Ces prestations ont positionné le Maroc comme un adversaire redoutable pour la France. Les mots de Mohamed Ouahbi en début de compétition – « Le Maroc est entré dans une nouvelle ère, une ère où nous devons croire en notre capacité à être sacrés champions du monde » – ont résonné avec une nouvelle gravité, même chez les Bleus de Kylian Mbappé, qui n’ont pas sous-estimé leurs adversaires et ont dû batailler plus que prévu.
« Cette défaite ne doit pas briser notre détermination », a insisté Ouahbi. « Nous devons continuer à croire en notre projet, poursuivre notre travail et rester concentrés sur les fondamentaux. »
L’horizon 2030 : un rêve à portée de main
Ce mot d’ordre souligne la double stratégie à long terme mise en œuvre par la Fédération Royale Marocaine de Football (FRMF).

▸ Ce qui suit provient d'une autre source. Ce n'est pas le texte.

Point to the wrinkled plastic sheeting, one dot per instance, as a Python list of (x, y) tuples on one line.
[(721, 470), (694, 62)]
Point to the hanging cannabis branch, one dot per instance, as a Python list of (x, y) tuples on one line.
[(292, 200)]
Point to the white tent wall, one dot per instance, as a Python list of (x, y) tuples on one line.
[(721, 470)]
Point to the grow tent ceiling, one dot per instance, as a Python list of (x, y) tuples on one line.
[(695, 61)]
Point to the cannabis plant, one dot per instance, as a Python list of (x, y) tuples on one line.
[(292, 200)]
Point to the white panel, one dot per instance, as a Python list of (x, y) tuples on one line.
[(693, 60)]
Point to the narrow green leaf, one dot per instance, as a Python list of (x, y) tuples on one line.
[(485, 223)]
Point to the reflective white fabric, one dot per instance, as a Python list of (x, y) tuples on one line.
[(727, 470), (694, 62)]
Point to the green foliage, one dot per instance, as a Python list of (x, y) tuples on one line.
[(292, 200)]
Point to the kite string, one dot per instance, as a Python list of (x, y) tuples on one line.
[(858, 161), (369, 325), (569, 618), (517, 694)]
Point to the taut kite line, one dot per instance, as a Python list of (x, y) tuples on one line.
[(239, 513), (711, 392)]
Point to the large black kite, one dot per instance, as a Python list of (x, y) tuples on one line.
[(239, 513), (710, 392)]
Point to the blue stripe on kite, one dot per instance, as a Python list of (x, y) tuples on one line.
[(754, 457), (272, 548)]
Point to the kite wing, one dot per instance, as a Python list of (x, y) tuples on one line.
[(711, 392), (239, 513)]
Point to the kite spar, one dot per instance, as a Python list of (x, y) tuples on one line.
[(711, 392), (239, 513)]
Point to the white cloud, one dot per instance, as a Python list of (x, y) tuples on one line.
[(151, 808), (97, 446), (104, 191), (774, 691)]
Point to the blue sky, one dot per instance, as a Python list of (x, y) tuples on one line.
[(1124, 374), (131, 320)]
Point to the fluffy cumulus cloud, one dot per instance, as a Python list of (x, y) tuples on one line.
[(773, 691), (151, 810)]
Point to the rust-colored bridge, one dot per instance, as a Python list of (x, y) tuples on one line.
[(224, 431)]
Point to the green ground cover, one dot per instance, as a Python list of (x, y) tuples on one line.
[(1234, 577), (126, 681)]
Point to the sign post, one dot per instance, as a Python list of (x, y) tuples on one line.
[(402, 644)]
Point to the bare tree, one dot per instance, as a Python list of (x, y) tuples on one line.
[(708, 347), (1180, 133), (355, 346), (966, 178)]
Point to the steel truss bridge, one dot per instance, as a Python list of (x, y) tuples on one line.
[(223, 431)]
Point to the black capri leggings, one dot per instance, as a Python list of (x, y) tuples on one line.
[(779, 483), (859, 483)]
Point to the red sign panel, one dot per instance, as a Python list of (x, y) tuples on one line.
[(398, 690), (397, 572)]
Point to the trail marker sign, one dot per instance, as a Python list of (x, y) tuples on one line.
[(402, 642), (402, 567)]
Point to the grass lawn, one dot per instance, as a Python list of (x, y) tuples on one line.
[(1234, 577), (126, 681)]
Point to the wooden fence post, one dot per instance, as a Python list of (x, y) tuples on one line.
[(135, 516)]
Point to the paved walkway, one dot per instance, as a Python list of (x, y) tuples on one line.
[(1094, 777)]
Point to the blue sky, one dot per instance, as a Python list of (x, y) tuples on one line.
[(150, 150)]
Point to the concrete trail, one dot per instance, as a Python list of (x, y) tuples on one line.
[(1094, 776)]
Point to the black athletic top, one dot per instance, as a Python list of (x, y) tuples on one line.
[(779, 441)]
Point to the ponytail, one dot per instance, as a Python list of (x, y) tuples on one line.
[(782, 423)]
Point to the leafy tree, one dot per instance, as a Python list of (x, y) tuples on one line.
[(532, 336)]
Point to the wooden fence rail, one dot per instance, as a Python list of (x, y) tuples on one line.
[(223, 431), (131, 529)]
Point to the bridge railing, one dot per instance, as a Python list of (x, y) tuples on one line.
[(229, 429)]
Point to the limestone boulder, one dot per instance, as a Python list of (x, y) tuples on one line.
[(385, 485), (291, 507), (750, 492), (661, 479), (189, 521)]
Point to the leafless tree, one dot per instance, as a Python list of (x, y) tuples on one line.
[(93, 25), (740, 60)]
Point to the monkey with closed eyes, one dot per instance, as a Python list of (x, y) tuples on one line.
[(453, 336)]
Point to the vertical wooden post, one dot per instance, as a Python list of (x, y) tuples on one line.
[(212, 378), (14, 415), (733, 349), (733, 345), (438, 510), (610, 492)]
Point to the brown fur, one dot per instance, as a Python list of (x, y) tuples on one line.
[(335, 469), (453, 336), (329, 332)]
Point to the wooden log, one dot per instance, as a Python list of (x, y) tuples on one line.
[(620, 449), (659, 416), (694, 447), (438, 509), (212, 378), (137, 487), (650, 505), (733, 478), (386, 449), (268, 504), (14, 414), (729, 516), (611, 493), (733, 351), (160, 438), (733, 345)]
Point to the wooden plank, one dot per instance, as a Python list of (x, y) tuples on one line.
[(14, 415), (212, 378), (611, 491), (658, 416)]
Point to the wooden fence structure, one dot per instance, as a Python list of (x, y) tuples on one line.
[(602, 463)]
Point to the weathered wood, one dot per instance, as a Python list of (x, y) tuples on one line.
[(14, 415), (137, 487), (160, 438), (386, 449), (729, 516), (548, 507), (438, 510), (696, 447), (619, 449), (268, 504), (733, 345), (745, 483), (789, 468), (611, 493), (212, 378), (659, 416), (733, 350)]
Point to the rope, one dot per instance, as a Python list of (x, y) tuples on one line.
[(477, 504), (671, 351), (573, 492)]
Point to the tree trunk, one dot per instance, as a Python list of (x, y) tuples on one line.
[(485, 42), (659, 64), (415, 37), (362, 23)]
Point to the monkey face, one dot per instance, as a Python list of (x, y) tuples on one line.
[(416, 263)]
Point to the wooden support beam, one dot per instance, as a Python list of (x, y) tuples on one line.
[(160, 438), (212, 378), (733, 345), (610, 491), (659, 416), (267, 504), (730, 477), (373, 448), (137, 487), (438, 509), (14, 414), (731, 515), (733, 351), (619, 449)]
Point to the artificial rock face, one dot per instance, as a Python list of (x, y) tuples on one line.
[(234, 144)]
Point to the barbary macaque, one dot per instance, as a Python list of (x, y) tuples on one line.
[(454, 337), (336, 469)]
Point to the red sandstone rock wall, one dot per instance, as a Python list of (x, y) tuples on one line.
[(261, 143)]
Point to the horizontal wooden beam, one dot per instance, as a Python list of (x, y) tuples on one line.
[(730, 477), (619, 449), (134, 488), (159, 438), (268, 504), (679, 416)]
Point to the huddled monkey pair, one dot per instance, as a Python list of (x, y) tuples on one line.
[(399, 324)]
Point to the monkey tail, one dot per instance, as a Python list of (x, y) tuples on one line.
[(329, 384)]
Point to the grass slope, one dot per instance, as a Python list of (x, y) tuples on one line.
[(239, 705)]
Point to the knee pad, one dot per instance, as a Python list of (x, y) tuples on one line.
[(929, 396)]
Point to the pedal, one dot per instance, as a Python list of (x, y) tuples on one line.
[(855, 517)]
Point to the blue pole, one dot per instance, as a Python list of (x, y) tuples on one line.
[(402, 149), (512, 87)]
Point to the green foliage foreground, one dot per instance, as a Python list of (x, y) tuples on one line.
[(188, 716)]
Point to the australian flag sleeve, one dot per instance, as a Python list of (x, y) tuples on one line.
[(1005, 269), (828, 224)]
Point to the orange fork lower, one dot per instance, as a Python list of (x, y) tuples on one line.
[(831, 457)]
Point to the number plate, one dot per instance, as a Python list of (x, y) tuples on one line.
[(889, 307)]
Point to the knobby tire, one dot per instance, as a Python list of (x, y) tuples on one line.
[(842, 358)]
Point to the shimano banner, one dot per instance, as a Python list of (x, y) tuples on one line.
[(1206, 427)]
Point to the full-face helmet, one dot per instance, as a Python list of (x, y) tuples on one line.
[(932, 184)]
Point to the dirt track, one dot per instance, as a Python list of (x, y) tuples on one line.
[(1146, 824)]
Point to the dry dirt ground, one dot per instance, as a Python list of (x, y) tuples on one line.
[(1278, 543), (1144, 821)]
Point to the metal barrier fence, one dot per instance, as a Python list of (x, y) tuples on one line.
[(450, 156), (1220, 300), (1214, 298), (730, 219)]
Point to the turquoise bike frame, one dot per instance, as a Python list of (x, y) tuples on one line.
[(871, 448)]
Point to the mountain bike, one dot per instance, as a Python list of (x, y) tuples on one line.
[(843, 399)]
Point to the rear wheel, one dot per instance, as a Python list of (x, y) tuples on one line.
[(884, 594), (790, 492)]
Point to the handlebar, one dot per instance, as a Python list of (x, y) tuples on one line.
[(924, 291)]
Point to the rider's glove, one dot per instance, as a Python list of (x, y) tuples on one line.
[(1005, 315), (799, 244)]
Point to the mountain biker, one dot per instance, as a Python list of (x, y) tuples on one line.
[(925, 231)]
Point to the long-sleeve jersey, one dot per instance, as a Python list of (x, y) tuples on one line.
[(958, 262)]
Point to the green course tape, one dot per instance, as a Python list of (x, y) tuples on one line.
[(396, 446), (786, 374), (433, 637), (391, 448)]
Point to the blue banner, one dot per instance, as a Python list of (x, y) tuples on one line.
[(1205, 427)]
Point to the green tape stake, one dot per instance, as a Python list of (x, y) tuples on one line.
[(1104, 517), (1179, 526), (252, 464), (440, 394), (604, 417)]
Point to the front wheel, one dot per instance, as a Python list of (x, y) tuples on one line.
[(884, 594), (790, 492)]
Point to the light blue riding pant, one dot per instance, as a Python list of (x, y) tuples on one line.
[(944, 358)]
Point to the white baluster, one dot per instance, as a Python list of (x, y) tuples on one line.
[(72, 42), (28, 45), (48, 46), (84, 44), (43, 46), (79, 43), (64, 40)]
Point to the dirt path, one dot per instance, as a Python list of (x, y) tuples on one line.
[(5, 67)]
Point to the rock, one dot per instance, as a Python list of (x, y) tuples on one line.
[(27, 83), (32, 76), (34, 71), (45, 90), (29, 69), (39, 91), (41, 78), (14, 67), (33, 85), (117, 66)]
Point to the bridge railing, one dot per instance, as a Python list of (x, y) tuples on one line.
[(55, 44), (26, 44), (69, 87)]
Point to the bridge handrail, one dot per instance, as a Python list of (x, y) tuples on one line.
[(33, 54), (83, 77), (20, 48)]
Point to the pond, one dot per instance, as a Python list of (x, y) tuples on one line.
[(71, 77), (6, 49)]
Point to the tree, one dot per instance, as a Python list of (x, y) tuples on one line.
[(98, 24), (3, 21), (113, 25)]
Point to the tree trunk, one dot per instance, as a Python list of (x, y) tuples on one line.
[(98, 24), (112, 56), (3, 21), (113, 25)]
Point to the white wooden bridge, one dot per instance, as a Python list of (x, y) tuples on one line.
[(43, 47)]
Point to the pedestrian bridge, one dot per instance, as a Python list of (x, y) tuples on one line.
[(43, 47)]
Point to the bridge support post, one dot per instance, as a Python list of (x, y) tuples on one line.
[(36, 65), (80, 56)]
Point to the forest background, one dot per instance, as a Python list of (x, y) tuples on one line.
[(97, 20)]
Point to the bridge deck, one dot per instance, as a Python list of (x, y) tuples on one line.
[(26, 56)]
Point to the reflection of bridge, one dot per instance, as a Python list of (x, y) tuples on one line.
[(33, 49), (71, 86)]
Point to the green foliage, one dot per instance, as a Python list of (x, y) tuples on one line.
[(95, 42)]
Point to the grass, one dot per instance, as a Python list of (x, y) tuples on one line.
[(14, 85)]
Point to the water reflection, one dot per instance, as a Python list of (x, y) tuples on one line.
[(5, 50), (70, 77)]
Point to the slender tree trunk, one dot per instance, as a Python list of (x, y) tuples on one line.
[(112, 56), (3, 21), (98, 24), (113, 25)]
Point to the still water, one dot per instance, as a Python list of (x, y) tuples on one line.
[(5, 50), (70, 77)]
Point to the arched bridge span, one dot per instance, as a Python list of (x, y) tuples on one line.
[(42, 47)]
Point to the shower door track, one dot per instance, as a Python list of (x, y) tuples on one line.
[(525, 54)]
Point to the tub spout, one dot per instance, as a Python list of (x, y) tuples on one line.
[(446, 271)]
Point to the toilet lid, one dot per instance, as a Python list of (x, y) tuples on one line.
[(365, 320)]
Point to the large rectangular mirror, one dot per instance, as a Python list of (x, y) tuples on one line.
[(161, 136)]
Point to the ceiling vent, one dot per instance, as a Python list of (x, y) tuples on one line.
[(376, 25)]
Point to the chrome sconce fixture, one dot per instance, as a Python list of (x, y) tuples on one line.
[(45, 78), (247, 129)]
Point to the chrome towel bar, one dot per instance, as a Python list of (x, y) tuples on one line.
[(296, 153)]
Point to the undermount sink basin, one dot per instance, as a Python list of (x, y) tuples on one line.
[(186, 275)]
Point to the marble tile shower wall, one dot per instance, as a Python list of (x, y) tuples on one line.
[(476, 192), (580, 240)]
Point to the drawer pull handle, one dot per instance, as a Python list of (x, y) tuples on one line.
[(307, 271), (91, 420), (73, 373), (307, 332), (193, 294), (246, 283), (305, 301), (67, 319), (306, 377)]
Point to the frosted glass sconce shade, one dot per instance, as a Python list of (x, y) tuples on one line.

La double stratégie fédérale
La première pierre angulaire de cette stratégie est la formation des jeunes talents, dont les premiers fruits sont déjà visibles avec le titre remporté au Mondial des moins de 20 ans l’an passé, sous la houlette de Ouahbi lui-même. Cette génération prometteuse, dont Gessime Yassine fut le seul représentant convoqué pour le Mondial 2026, est appelée à renforcer l’équipe A.
La seconde facette de cette ambition est de convaincre les joueurs binationaux de choisir de représenter le Maroc. L’exemple d’Ayyoub Bouaddi, né à Senlis il y a 18 ans et passé par les sélections de jeunes en équipe de France avant de décider de jouer pour le pays de ses parents juste avant le Mondial, illustre parfaitement cette démarche. « Nous disposons d’un grand vivier de jeunes joueurs et de toutes les conditions nécessaires pour continuer à progresser », a affirmé le sélectionneur, optimiste.
Un avenir prometteur salué par les pairs
L’entraîneur français Didier Deschamps n’a pu que confirmer cette analyse : « À part Achraf Hakimi, qui compte plus d’une centaine de sélections, beaucoup de joueurs sont encore au début de leur parcours international. Cela laisse penser que le Maroc aura un avenir avec le sourire ». Une reconnaissance de poids pour le travail accompli et la trajectoire ascendante du football marocain.
Dans quatre ans, le Maroc aura l’honneur de coorganiser la prochaine Coupe du Monde, aux côtés de l’Espagne et du Portugal. Il n’y a donc aucune raison que les ambitions nationales ne soient pas à la hauteur de cet événement historique. « Il y aura d’abord une Coupe d’Afrique des Nations (en 2027) avec des éliminatoires à bien préparer et puis une compétition que nous voulons remporter à domicile en 2030 », a martelé Mohamed Ouahbi, porteur d’une conviction inébranlable : « l’avenir sera très beau si cette équipe continue sur cette voie ».